Not surprisingly, BD’s willingness to return cash to shareholders ties to its M&A strategy. As debt comes down as a multiple of EBITDA, the company raises its dividend more aggressively. In the early periods post an acquisition, dividend increases are more modest. Most recently, the company announced a 2.6% increase to its quarterly dividend (to $0.79/sh.), suggesting the company is still in debt pay-down mode. The forward yield on common equity is only 1.2%. Over the longer-term, BD ought to be able to grow earnings in the high single digits, organically, and its dividend growth ought to match. This is certainly consistent with the company’s history. Capital intensity has been coming down, and capital expenditures clocked in at 5.5% of net revenues in BD’s Fiscal Year ending 9/30/19.

An Investment in BD

BD’s shares trade at roughly 20x forward earnings. That’s not cheap in an absolute sense, but it’s cheaper on a relative basis than they’ve been in a while. This valuation is also arguably attractive when you consider where “defensive” stocks typically trade and the shrinking list of investable companies that are truly defensive. Consequently, I’m O.K. owning BD common at these levels.

However, when it comes to what I actually own, it’s the Becton Dickinson 6.125% Mandatory Convertible Preferred Stock depository shares (BDXA). Becton Dickinson issued these securities in conjunction with the financing it did in order to complete the C.R. Bard acquisition. The key features of this issue are that the Preferred shares 1) sit higher in the capital structure (not an issue for BD), 2) pay a higher dividend and 3) convert into common according to specified terms. On this latter point, the Preferred converts into BD common according to a fixed ratio when the common trades above $211.80 and below $176.50, but along a sliding scale between these two prices. In other words, as BD common approaches $211.80, the Preferred stock ought to start offering better downside protection.

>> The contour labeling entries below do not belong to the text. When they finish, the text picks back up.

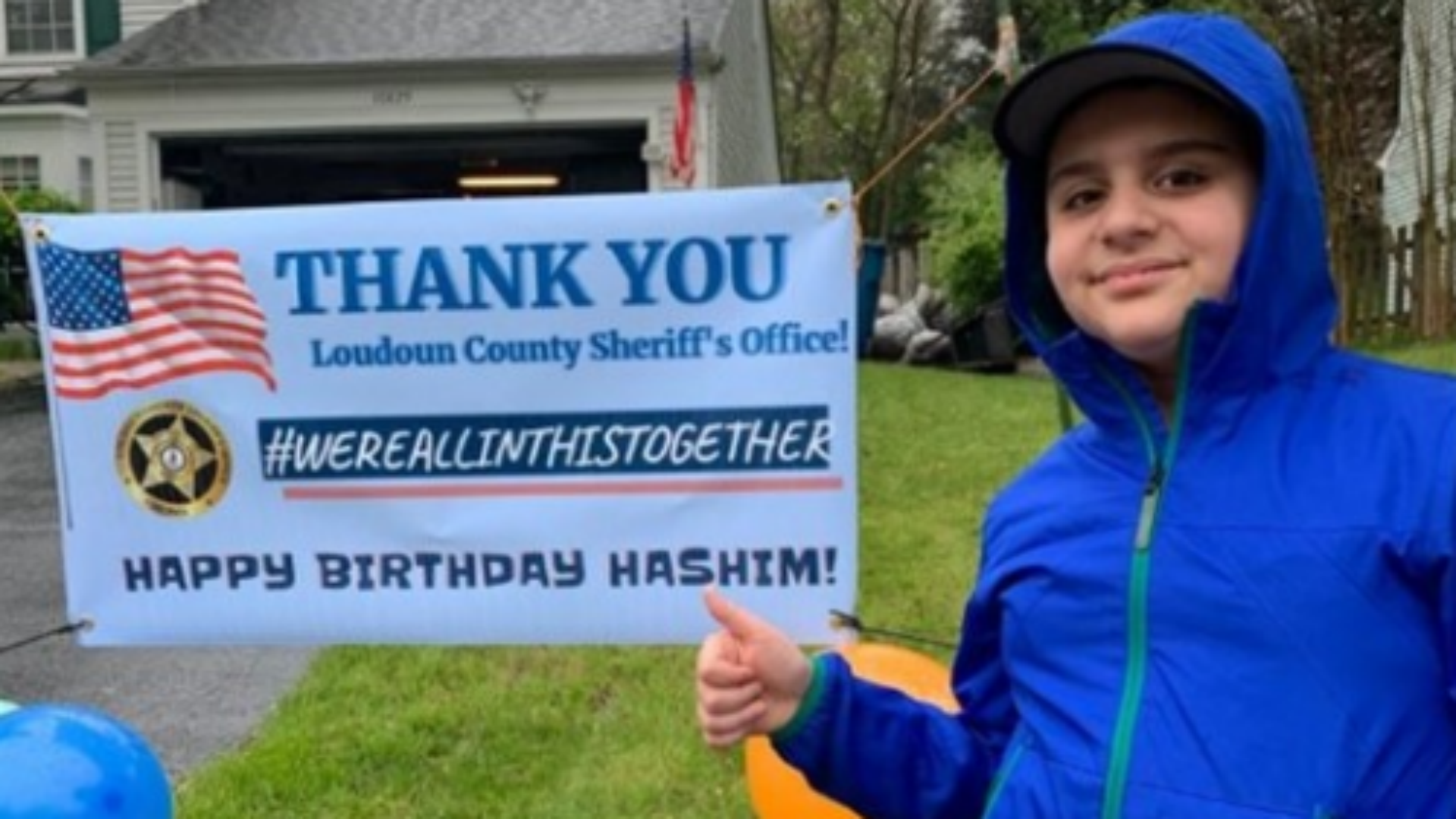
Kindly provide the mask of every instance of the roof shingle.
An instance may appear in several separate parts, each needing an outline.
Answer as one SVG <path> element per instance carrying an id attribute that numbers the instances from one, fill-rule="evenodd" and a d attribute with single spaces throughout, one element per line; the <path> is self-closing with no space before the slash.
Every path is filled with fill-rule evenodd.
<path id="1" fill-rule="evenodd" d="M 695 48 L 735 0 L 686 0 Z M 132 70 L 673 57 L 684 0 L 204 0 L 92 57 Z"/>

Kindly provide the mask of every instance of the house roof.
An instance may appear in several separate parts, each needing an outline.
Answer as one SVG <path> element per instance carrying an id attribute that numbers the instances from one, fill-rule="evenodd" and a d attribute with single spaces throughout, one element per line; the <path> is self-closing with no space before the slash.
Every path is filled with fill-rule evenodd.
<path id="1" fill-rule="evenodd" d="M 82 76 L 431 63 L 676 58 L 735 0 L 201 0 L 102 51 Z"/>

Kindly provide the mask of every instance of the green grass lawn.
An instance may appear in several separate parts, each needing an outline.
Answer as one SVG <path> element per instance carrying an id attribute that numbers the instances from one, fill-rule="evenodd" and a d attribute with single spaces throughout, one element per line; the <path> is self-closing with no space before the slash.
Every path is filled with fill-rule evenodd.
<path id="1" fill-rule="evenodd" d="M 1390 357 L 1456 373 L 1452 344 Z M 954 640 L 981 512 L 1057 433 L 1051 383 L 868 364 L 859 395 L 858 614 Z M 181 783 L 181 816 L 748 819 L 741 755 L 699 740 L 693 653 L 332 648 Z"/>

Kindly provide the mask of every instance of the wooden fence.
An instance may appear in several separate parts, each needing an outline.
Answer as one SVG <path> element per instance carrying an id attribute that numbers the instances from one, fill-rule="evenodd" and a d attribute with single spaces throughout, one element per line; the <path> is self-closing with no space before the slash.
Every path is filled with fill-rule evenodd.
<path id="1" fill-rule="evenodd" d="M 1332 249 L 1342 344 L 1456 335 L 1456 245 L 1433 222 L 1347 233 Z"/>

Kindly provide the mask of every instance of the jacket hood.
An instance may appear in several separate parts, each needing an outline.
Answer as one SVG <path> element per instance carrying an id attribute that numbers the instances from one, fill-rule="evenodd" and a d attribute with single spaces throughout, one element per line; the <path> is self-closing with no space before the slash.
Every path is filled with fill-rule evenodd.
<path id="1" fill-rule="evenodd" d="M 1324 203 L 1294 82 L 1280 55 L 1248 26 L 1219 15 L 1153 15 L 1076 54 L 1128 48 L 1198 73 L 1243 109 L 1262 144 L 1259 195 L 1230 294 L 1220 303 L 1197 303 L 1185 322 L 1188 434 L 1224 415 L 1220 402 L 1307 369 L 1328 347 L 1335 294 Z M 1037 79 L 1032 71 L 1022 82 Z M 1133 433 L 1136 442 L 1136 430 L 1156 428 L 1160 414 L 1131 364 L 1067 319 L 1045 264 L 1044 169 L 1038 159 L 1015 153 L 1008 162 L 1005 277 L 1012 315 L 1083 414 L 1109 433 Z"/>

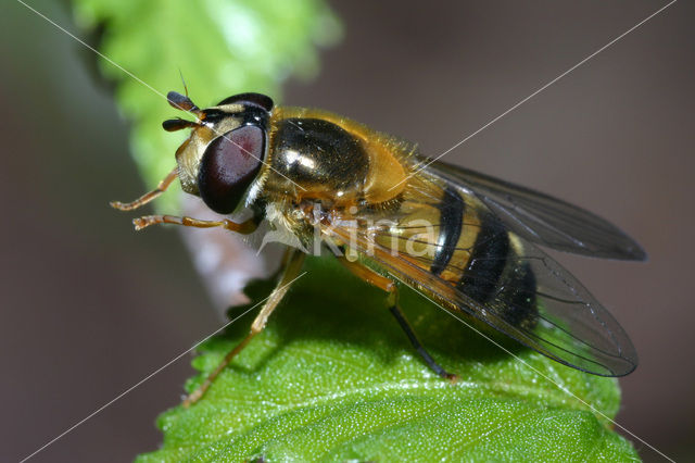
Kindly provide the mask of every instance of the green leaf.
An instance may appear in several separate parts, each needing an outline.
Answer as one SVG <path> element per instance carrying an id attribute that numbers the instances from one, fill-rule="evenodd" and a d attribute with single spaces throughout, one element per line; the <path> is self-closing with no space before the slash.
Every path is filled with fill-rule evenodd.
<path id="1" fill-rule="evenodd" d="M 116 101 L 132 121 L 131 151 L 148 185 L 175 165 L 185 139 L 162 129 L 181 115 L 165 99 L 184 91 L 201 107 L 243 92 L 279 99 L 279 83 L 318 70 L 316 46 L 334 42 L 338 21 L 321 0 L 73 0 L 77 23 L 99 32 L 100 67 L 116 83 Z M 126 72 L 131 75 L 128 75 Z M 156 205 L 169 213 L 165 195 Z"/>
<path id="2" fill-rule="evenodd" d="M 308 258 L 304 270 L 267 328 L 204 398 L 159 418 L 164 445 L 139 462 L 639 460 L 587 405 L 615 416 L 615 379 L 505 342 L 579 400 L 402 288 L 402 308 L 421 340 L 460 376 L 452 385 L 413 351 L 380 290 L 331 259 Z M 270 289 L 255 283 L 248 293 L 260 301 Z M 248 333 L 256 311 L 201 347 L 193 364 L 203 373 L 188 391 Z"/>

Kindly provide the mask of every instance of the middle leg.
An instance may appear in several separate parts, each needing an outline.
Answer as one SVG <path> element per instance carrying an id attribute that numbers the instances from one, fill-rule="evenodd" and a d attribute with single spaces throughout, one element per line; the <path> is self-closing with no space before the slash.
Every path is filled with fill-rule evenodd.
<path id="1" fill-rule="evenodd" d="M 405 314 L 399 308 L 399 288 L 396 287 L 395 283 L 387 278 L 386 276 L 379 275 L 377 272 L 358 262 L 351 262 L 343 256 L 338 258 L 338 260 L 358 278 L 389 293 L 389 296 L 387 297 L 387 305 L 389 308 L 389 312 L 391 312 L 396 322 L 399 322 L 399 325 L 405 331 L 405 335 L 408 337 L 408 340 L 410 341 L 417 353 L 419 353 L 425 363 L 427 363 L 427 366 L 429 366 L 434 373 L 443 378 L 450 379 L 452 381 L 456 380 L 456 375 L 448 373 L 439 363 L 437 363 L 434 359 L 432 359 L 432 355 L 430 355 L 427 349 L 425 349 L 417 335 L 413 330 L 413 327 L 405 317 Z"/>

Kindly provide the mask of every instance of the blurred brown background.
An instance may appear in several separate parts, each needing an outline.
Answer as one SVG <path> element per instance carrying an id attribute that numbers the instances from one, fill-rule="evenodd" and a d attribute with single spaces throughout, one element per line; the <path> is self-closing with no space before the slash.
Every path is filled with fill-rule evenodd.
<path id="1" fill-rule="evenodd" d="M 75 30 L 64 8 L 33 4 Z M 343 113 L 437 155 L 664 4 L 333 2 L 345 38 L 324 52 L 315 82 L 288 83 L 283 102 Z M 645 247 L 646 264 L 560 261 L 637 347 L 618 422 L 675 459 L 695 455 L 693 17 L 695 5 L 673 4 L 446 155 L 595 211 Z M 144 186 L 88 53 L 21 4 L 0 5 L 2 461 L 219 326 L 178 235 L 135 234 L 106 207 Z M 178 401 L 189 360 L 35 461 L 127 461 L 154 449 L 154 420 Z"/>

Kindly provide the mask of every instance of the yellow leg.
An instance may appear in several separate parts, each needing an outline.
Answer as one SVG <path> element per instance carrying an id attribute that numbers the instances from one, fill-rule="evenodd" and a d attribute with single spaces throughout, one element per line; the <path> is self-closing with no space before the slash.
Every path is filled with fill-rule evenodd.
<path id="1" fill-rule="evenodd" d="M 408 337 L 408 340 L 410 341 L 415 350 L 420 354 L 425 363 L 427 363 L 427 366 L 429 366 L 439 376 L 446 378 L 452 383 L 455 383 L 458 377 L 452 373 L 448 373 L 446 370 L 440 366 L 440 364 L 437 363 L 434 359 L 432 359 L 432 355 L 430 355 L 430 353 L 425 349 L 417 335 L 413 330 L 413 327 L 405 317 L 405 314 L 399 308 L 399 288 L 395 283 L 383 275 L 379 275 L 378 273 L 361 264 L 359 262 L 351 262 L 342 256 L 338 259 L 355 276 L 389 293 L 389 296 L 387 297 L 387 305 L 389 308 L 389 311 L 395 317 L 396 322 L 399 322 L 399 325 L 405 331 L 405 335 Z"/>
<path id="2" fill-rule="evenodd" d="M 201 221 L 199 218 L 187 216 L 178 217 L 176 215 L 144 215 L 132 220 L 132 225 L 135 225 L 135 229 L 137 230 L 141 230 L 142 228 L 156 224 L 174 224 L 195 228 L 223 227 L 243 235 L 253 233 L 258 225 L 255 218 L 249 218 L 245 222 L 237 223 L 227 218 L 222 221 Z"/>
<path id="3" fill-rule="evenodd" d="M 300 275 L 300 270 L 302 268 L 302 263 L 304 262 L 304 256 L 306 255 L 295 249 L 289 250 L 288 253 L 289 258 L 287 259 L 287 264 L 285 265 L 282 277 L 270 293 L 268 300 L 263 305 L 263 309 L 261 309 L 261 312 L 258 312 L 258 315 L 256 315 L 253 323 L 251 324 L 251 331 L 247 335 L 245 338 L 242 339 L 241 342 L 237 345 L 237 347 L 235 347 L 231 351 L 229 351 L 227 355 L 225 355 L 217 367 L 215 367 L 215 370 L 210 375 L 207 375 L 207 378 L 205 378 L 203 384 L 201 384 L 198 389 L 195 389 L 190 396 L 186 398 L 186 400 L 184 401 L 185 408 L 188 408 L 191 404 L 198 402 L 213 384 L 217 375 L 219 375 L 219 373 L 222 373 L 222 371 L 225 370 L 227 365 L 229 365 L 235 356 L 237 356 L 239 352 L 241 352 L 243 348 L 247 347 L 251 339 L 253 339 L 258 333 L 263 331 L 263 328 L 265 328 L 265 325 L 268 322 L 268 317 L 287 293 L 288 289 L 291 286 L 291 283 L 293 283 Z"/>
<path id="4" fill-rule="evenodd" d="M 136 199 L 132 202 L 121 202 L 121 201 L 112 201 L 110 204 L 112 208 L 117 209 L 119 211 L 132 211 L 134 209 L 138 209 L 141 205 L 147 204 L 152 201 L 154 198 L 162 195 L 166 189 L 172 185 L 172 183 L 178 176 L 178 166 L 174 167 L 172 172 L 168 173 L 166 177 L 150 192 L 142 195 L 140 198 Z"/>

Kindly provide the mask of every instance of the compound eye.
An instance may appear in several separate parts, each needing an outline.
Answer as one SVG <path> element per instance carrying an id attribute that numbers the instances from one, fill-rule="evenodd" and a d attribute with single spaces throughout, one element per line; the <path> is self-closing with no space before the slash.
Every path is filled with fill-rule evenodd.
<path id="1" fill-rule="evenodd" d="M 265 133 L 254 125 L 215 138 L 198 172 L 198 189 L 205 204 L 219 214 L 233 212 L 261 170 L 264 153 Z"/>

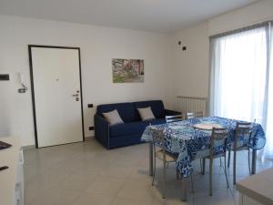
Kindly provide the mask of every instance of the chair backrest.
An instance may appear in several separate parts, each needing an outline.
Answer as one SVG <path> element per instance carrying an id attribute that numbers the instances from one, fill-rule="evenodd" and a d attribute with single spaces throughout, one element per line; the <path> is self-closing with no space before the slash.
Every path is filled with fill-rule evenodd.
<path id="1" fill-rule="evenodd" d="M 183 120 L 183 115 L 166 116 L 165 118 L 167 123 L 177 122 Z"/>
<path id="2" fill-rule="evenodd" d="M 203 118 L 203 117 L 204 117 L 204 111 L 187 112 L 187 119 Z"/>
<path id="3" fill-rule="evenodd" d="M 166 149 L 165 139 L 164 139 L 164 129 L 158 129 L 156 128 L 151 128 L 153 136 L 154 146 L 159 147 L 163 149 Z"/>
<path id="4" fill-rule="evenodd" d="M 236 125 L 235 130 L 235 138 L 233 142 L 233 149 L 238 149 L 240 147 L 245 146 L 243 141 L 248 140 L 248 142 L 251 139 L 252 135 L 253 123 L 251 122 L 238 122 Z M 244 140 L 242 141 L 239 137 L 243 136 Z"/>
<path id="5" fill-rule="evenodd" d="M 214 148 L 216 146 L 224 146 L 226 152 L 227 138 L 228 137 L 228 130 L 227 128 L 212 128 L 209 146 L 209 157 L 212 159 L 214 156 Z M 224 153 L 224 152 L 223 152 Z"/>

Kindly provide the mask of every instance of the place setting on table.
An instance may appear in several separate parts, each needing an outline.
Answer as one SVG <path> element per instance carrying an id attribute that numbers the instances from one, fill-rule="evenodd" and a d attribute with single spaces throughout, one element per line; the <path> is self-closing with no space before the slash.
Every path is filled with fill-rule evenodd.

Today, BD common trades at roughly $257/sh., or roughly 21% above the Threshold Appreciation Price of $211.80. Thus, we’d have to undergo a rather violent correction between now and May 2020, by which date the Preferred shares must be converted into common, for the Preferred shares to stand out. In other words, BD Preferred share receipts really aren’t much more interesting than BD common right here, right now. Still, I bring this security and its feature up in consideration of what I outlined earlier. Specifically, should BD engage in another acquisition of size, this form of the financing might be included and offer total return investors a solid investment opportunity that fits their objectives. If it informs the potential timing of such an event, BD should be at 3.0x D/EBITDA by the third quarter of calendar 2020, at which time significant M&A again becomes a possibility; BD did the financing for Bard roughly a month after having announced the proposed deal.